Large multimodal models have made progress in understanding images and text, but they still struggle with lengthy, multi-page documents that are visually rich. Traditional methods for processing these documents often rely on document parsers, which can be inefficient and perform poorly. Presenting all pages of a long document to an LMM at once can also lead to inefficiencies, making it difficult for the model to provide accurate answers to user questions.
What's the solution?
LoCAL addresses these challenges by allowing LMMs to act as multimodal retrievers, meaning they can fetch relevant pages from long documents based on user queries.

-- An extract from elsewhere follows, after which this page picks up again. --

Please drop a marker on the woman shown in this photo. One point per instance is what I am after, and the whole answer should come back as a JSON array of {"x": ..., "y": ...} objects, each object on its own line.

The framework includes two specific adapters: one for retrieving evidence pages and another for answering questions. This setup helps the model focus on the most relevant information without getting overwhelmed by unnecessary details. The authors tested LoCAL and found that it performed exceptionally well on public benchmarks, demonstrating its effectiveness in understanding long documents.
Why it matters?
This research is significant because it enhances the capabilities of AI systems in processing complex documents, making them more useful for tasks like research, education, and data analysis. By improving how LMMs handle long texts with images, LoCAL can help users retrieve important information more efficiently and accurately.
Abstract
Large multimodal models (LMMs) have recently shown great progress in text-rich image understanding, yet they still struggle with complex, multi-page, visually-rich documents. Traditional methods using document parsers for retrieval-augmented generation suffer from performance and efficiency limitations, while directly presenting all pages to LMMs leads to inefficiencies, especially with lengthy documents. In this work, we present a novel framework named LoRA-Contextualizing Adaptation of Large multimodal models (LoCAL), which broadens the capabilities of any LMM to support long-document understanding. We demonstrate that LMMs can effectively serve as multimodal retrievers, fetching relevant pages to answer user questions based on these pages. LoCAL is implemented with two specific LMM adapters: one for evidence page retrieval and another for question answering. Empirical results show state-of-the-art performance on public benchmarks, demonstrating the effectiveness of LoCAL.